The class at the World Trade Center in Stockholm, will be taught by Katherine Radeka, CEO of the Rapid Learning Cycles Institute, who first commercialized the high-velocity innovation framework.
Cleantech solutions in the form of hardware and physical products are essential for transitioning to a sustainable society, yet innovation in this arena, according to Radeka, is “greatly hampered by inefficient and wasteful management of uncertainty.” Rapid Learning Cycles is an adaptation of Agile for hardware and other physical products, as well as other business areas where decisions are irreversible or expensive to change.
The Rapid Learning Cycles framework allows cleantech hardware and physical product innovators to burn down risk in those areas of development where decisions, once made, are costly or impossible to reverse.
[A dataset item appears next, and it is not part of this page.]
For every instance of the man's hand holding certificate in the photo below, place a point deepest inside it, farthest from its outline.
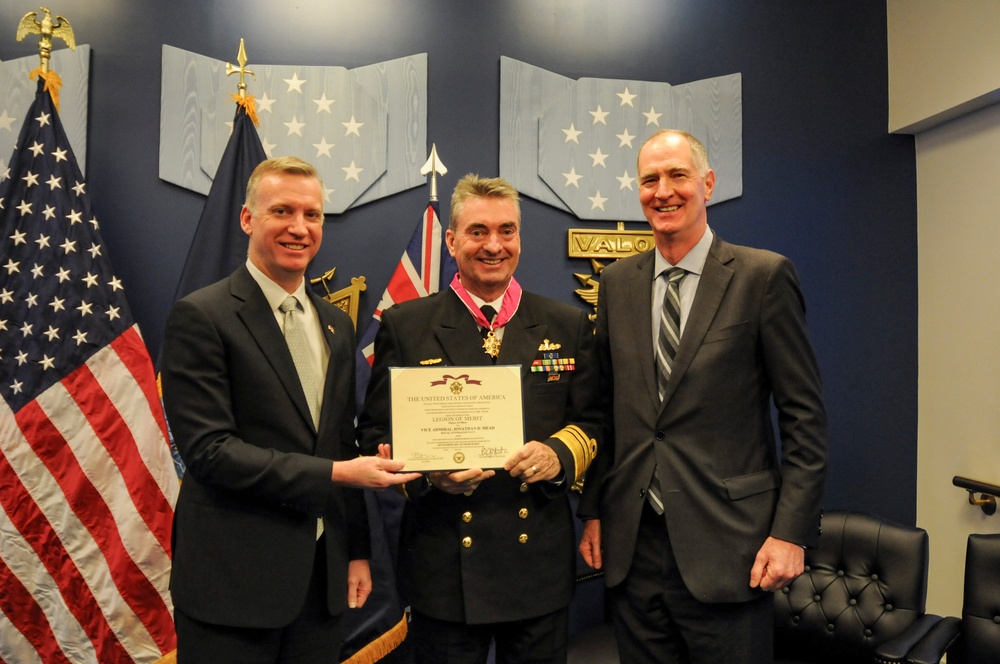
(456, 418)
The result, she says, is a drastic reduction of uncertainty, which translates to accelerated development as optimal decision-making eliminates roadblocks and paves the way for an efficient and informed path to market.
“Making the right decisions at the right time with the right people and the best available knowledge,” Radeka advises, “ensures that your product moves quickly through development and launches effectively.” Most teams that adopt the framework find they get to market 30 percent faster than previously.
For Fernanda Torre, CEO of Next Agents, the race to net zero is not just an effort to fulfill the 2015 Paris Agreement target of limiting global warming to 1.5° C. It is also the global race for leadership in technology, innovation and knowledge. “Countries won’t prosper just because they happen to be located on resource-rich soil, they will prosper from their ability to attract talent, retain knowledge, accelerate innovation, and scale solutions in cleantech,” she says. “That is main reason why we need Rapid Learning Cycles to accelerate cleantech development — more than ever, knowledge and innovation are the solution.”
Anyone interested in the master class can sign up online. The class runs from 3-6:30 p.m. CET, Tuesday, 21 February and costs kr2,995.
About Katherine Radeka:
Radeka is an internationally recognized expert on innovation and product development who has used rapid learning cycles to help hundreds of engineers and scientists get their best ideas to market faster.
She founded the Rapid Learning Cycles Institute and authored the Shingo Research Award-winning book, The Mastery of Innovation as well as other books in the field of product development, including The Shortest Distance Between You and Your New Product: How Innovators Use Rapid Learning Cycles to Get Their Best Ideas to Market Faster and most recently the book When Agile Gets Physical: How to Use Agile Principles to Accelerate Hardware Development.
About Next Agents:
Next Agents is a consulting boutique focused on the development of growth capabilities, such as innovation management, future thinking, and sustainability lead innovation.
Next Agents partners with organizations to rethink value and traditional ways to conduct business via an integrated approach to design, business, and innovation, delivering value that is relevant to humans and the planet, today and in the future.